Mix and stir 100g of water at a ratio of 300g of water and 8g of hydroxyethyl cellulose as a thickener.
When the viscosity exceeds 100 poise, add and mix 1 mol% of ethylene glycol diglycidyl ether as a crosslinking agent to the polymer ratio, and immediately apply approximately 150 poise onto the nonwoven fabric.
It was coated using a bar coater so that the coating weight was 2 g/m 2 .
Next, the coated nonwoven fabric is heated at 110℃ in a hot air dryer.
Dry and crosslink for 5 minutes. After drying, a 12 μm thick aluminum foil was attached to the polymer-coated side of the moisture control base fabric using an acrylic ester adhesive, and then 70 g/m 2 of flameproof paper was attached using an acrylic ester adhesive. In Example 2, the nonwoven fabric of Example 1 was replaced with a flame-retardant nylon nonwoven fabric with a basis weight of 120 g/ m2 , and glycerin diglycidyl ether was used instead of ethylene glycol diglycidyl ether, and the polymer ratio was 1.5 mol%. The coating amount was approximately 150 g/m 2 . A humidity control wall covering material was produced in the same manner as in Example 1 except for the above.

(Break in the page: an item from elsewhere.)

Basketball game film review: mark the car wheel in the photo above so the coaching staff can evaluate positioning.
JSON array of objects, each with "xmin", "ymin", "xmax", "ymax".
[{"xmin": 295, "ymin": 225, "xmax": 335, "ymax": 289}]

In the comparative example, as shown in the first bale below, flame-retardant nylon nonwoven fabric with a basis weight of 60 g/m 2 and 100 g/m 2 and the viscosity after thickening of the solution of isobutylene maleic acid copolymer were used. were set to 200 poise and 80 poise, and the coating amount was set to the values in Table 1 (g/
m 2 ), and a wall covering material was produced in the same manner as in Example 2 except for the following. The appearance and moisture control ability (when attached to a 10 cm thick concrete board) of these Examples and Comparative Examples were measured and the results are shown in Table 2. As Comparative Example 5, a commercially available wallpaper was added to the comparative example, and its humidity control ability was measured.

【表】【table】

【表】 続けて、調湿力の持続性をみる為に、屋外にて
3週間放置後に再度調湿力を測定した。その結果
を第3表に示した。
[Table] Subsequently, in order to see the sustainability of the humidity control power, the humidity control power was measured again after being left outdoors for 3 weeks. The results are shown in Table 3.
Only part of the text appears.